It is humbling to think on this when faced with the Art Gallery of New South Wales’ current major exhib – The Mad Square: Modernity in German Art 1910-37. This vast collection of Bauhaus, Dada and International Constructivist works – together with pieces from German Expressionism and Neue Sachlichkeit (New Objectivity) – will make your head spin: which is fitting as so much of it was produced as reaction to the whirlpool/whirlwind political climate of the day.

The insane mechanised carnage of World War I, the rise of the dazzling and dwarfing modern city metropolis, the worship of the machine/the tyranny of the machine, the machines of tyranny. It was all going too fast and bulging too big for a society that had been (and still was in many ways) living a rural, human-sized village and town life merely half a generation previous.

In 1911, the Expressionists (artists such as Ernst Ludwig Kirchner) moved from Dresden to Berlin, a city that had recently doubled to a population of two million people (and which would double again by 1920). The city, with its dynamism and urban vices, gave them new, apocalyptic subjects for their art – the crazed window in the background of Heinrich Maria Davringhausen’s ‘The Sex Murderer’ looks out on a crazed city teetering on a crazy foundation. The whole world seemed ripe for war.

When war came, it was soon realised this was not the adventure that would lead to a quick victory for Germany. As stories of the horrors, then the awfully disfigured war-crippled came back to the city, artists reacted with an explosion of creativity and experimentation to try to come to grips with it all. Otto Dix and George Grosz portrayed the awfully scarred victims unflinchingly, caricaturing the idiot generals who had sent them into battle.

The Dada movement began in Zurich as a statement on society’s seeming common and consensual insanity. Dada spread to Germany and was taken up by Christian Schad, Max Ernst and Kurt Schwitters – the latter creating ‘merz’ drawings which were collages of the rubbish of city life.

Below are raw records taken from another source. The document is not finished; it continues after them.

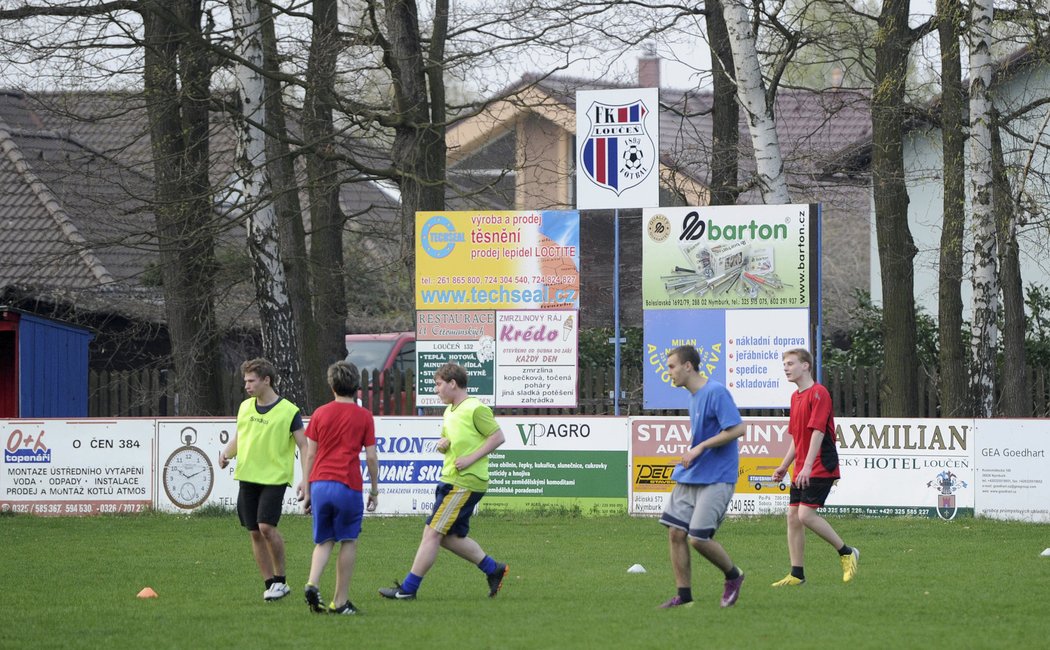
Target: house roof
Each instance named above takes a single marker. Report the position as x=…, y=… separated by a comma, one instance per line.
x=813, y=126
x=76, y=181
x=71, y=217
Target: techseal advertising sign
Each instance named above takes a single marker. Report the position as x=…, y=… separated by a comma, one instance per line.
x=658, y=443
x=499, y=293
x=492, y=260
x=909, y=467
x=618, y=148
x=736, y=282
x=565, y=462
x=1010, y=479
x=77, y=466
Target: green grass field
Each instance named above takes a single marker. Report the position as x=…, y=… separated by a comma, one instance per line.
x=71, y=583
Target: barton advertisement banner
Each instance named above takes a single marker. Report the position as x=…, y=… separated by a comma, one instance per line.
x=739, y=284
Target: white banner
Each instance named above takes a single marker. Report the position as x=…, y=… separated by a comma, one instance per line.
x=904, y=466
x=1011, y=469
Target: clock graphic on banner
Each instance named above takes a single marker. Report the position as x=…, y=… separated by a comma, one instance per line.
x=188, y=475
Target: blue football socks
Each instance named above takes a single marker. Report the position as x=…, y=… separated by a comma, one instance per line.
x=412, y=582
x=487, y=565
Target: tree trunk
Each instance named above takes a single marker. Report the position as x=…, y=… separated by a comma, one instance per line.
x=1015, y=401
x=326, y=214
x=418, y=151
x=179, y=140
x=725, y=111
x=280, y=342
x=897, y=249
x=952, y=376
x=280, y=166
x=985, y=276
x=751, y=90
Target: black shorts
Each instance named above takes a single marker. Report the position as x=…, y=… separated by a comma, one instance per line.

Nothing meant anything.

And then the Nazis rose to power…

The Mad Square has brought together 220 works – prints, drawings, paintings, sculpture, furniture, photography and film (over half from Australian collections) – from this hugely influential time. Curator Jacqueline Strecker has selected works by key players – Max Beckmann, Dix, Grosz and lesser known artists (check Ludwig Hirschfeld Mack’s beautiful prints and paintings, like a Paul Klee with patience) in a wonderfully balanced overview. She has given equal time to both the overheated political radicals such as collage artist John Heartfield (who was so disgusted with German society he anglicised his name from Herzfeld) to the super-cool Bauhaus designers such as Moholy-Nagy and Wilhelm Wagenfeld, who believed we should mix Art with everyday life (a radical thought then, as now).

How could all these utterly opposed minds exist in the same time and space? What bound them together and yet freed them like never before was the idea that society and their world had vanished – been shredded to nothing by war, politics, technology, city-life. The void was filled with ideas and flashing creative energy like never before, or since.

A final note: When the Nazis rose to absolute power, modernism (scathingly honest, human-sized) was the antithesis of their Wagnerian pomp-heroic, god-sized aesthetic. They mounted a mocking exhibition of ‘Degenerate Art’, rounding up and displaying modernist masterpieces of the time to show good Germans an example of the moral decay the Nazis were working to stem (The Mad Square has footage of Hitler touring the exhibition). After the showing many of these works were destroyed; gone forever because those with influence had decided they did not show society in the preferred light. Recently the American cartoonist and satirist Robert Crumb cancelled a Sydney speaking engagement because someone was quoted in the press as saying his works were “crude and perverted images emanating from what is clearly a sick mind.” The more things change…

Let’s hope The Mad Square serves to open some closed minds around town.